Un frisson me parcourt. Loin d’être plaisant celui-là. Au contraire. Il est froid, désagréable. Je suis assommée… Je me détache de lui. Pourquoi m’éloigner ? C’est comme une trahison. Je me sens mal. Je prends une profonde inspiration.

- Pourquoi ? Vous m’exilez ? Une punition… Je n’ai rien fait qui mérite une telle chose ! Rien !

Ce n’est pas mon genre de me rebeller. Sauf quand je me sens injustement mise de côté. Monter sur Terre ? Impensable. Qu’est-ce que j’y ferai ? Je m’embêterais sans doute plus qu’ici ! Non ! Il est hors de question que je m’en aille !

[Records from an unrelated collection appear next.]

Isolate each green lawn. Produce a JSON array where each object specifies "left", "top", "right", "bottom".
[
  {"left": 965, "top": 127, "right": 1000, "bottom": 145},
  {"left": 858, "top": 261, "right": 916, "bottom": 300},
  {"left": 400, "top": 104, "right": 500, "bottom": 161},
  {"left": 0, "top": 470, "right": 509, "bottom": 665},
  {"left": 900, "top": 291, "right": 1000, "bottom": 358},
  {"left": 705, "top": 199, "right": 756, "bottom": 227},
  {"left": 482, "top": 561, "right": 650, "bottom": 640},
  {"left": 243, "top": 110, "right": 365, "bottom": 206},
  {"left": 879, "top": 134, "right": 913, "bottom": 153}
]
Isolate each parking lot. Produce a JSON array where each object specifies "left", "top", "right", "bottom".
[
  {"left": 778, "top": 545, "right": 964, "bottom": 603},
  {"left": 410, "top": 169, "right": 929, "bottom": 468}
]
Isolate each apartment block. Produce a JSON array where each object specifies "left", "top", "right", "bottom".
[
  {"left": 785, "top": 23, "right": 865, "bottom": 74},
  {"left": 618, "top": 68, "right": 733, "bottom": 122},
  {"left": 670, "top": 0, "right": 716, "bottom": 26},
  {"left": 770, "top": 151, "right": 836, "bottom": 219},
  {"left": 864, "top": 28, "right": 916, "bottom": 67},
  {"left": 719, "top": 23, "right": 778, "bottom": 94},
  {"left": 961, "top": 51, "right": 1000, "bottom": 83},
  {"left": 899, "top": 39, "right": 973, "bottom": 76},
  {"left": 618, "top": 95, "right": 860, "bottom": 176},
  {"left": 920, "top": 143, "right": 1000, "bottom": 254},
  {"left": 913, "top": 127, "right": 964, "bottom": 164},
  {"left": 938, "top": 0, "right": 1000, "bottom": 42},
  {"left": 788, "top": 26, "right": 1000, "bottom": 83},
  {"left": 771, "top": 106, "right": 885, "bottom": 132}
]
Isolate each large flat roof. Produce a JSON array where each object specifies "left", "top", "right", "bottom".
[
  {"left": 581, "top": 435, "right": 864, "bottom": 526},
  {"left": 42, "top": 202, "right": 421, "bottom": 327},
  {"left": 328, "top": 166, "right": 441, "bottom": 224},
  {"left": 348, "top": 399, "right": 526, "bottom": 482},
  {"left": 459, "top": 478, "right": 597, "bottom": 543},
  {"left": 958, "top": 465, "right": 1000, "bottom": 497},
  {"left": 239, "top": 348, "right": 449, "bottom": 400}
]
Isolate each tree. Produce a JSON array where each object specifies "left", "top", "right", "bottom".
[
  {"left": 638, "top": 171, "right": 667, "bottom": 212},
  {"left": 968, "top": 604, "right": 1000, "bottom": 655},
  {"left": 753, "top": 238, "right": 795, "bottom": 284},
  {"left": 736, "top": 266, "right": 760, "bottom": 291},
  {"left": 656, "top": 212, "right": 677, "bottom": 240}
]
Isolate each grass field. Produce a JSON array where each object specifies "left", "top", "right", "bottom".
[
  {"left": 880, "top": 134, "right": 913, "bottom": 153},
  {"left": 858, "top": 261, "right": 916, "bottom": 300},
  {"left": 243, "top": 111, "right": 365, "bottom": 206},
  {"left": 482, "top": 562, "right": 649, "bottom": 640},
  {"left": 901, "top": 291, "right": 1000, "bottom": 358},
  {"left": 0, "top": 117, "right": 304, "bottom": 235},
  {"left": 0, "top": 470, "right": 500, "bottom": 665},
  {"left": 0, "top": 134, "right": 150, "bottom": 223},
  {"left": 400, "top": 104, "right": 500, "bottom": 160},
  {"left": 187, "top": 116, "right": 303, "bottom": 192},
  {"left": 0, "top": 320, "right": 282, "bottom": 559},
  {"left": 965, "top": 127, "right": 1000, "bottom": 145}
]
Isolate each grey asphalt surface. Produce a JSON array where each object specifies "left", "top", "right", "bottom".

- Tu monteras… Ainsi que tous les autres Sins
.
Je me ferme totalement. Je refuse ! Déjà monter… Et avec eux ! Bien sûr je les connais. Enfin plus ou moins. Je les côtoie lors de missions, mais ça n’a jamais été vraiment amical entre nous. Je serre les dents. Il s’approche à nouveau de moi, et se penche sur mon oreille. Il chuchote. Seule moi suis capable d’entendre ce qu’il dit. Et je souris. De plus en plus. Cette mission, elle est bien pour moi. Il dépose à nouveau ses lèvres sur les miennes.

- Je compte sur toi…

Il peut. J’en serai digne. Il m’embrasse à nouveau, je frissonne.

- Pars. Et triomphe.

Je souris. C’est évident. Je m’incline à nouveau et sors. Je n’ai pas de temps à perdre. J’ignore tous ces esclaves qui bavent sur mon passage. Je n’en ai que faire. C’est la première fois que regagne aussi vite mes appartements, me moquant de ma quasi-nudité. Une jeune femme me débarrasse de mon manteau et m’enfile un peignoir en velours. Elle s’attend sans doute à ce que je la touche. Mais non.

- Mes valises et vite. Je pars dès que tout sera prêt. Direction New York.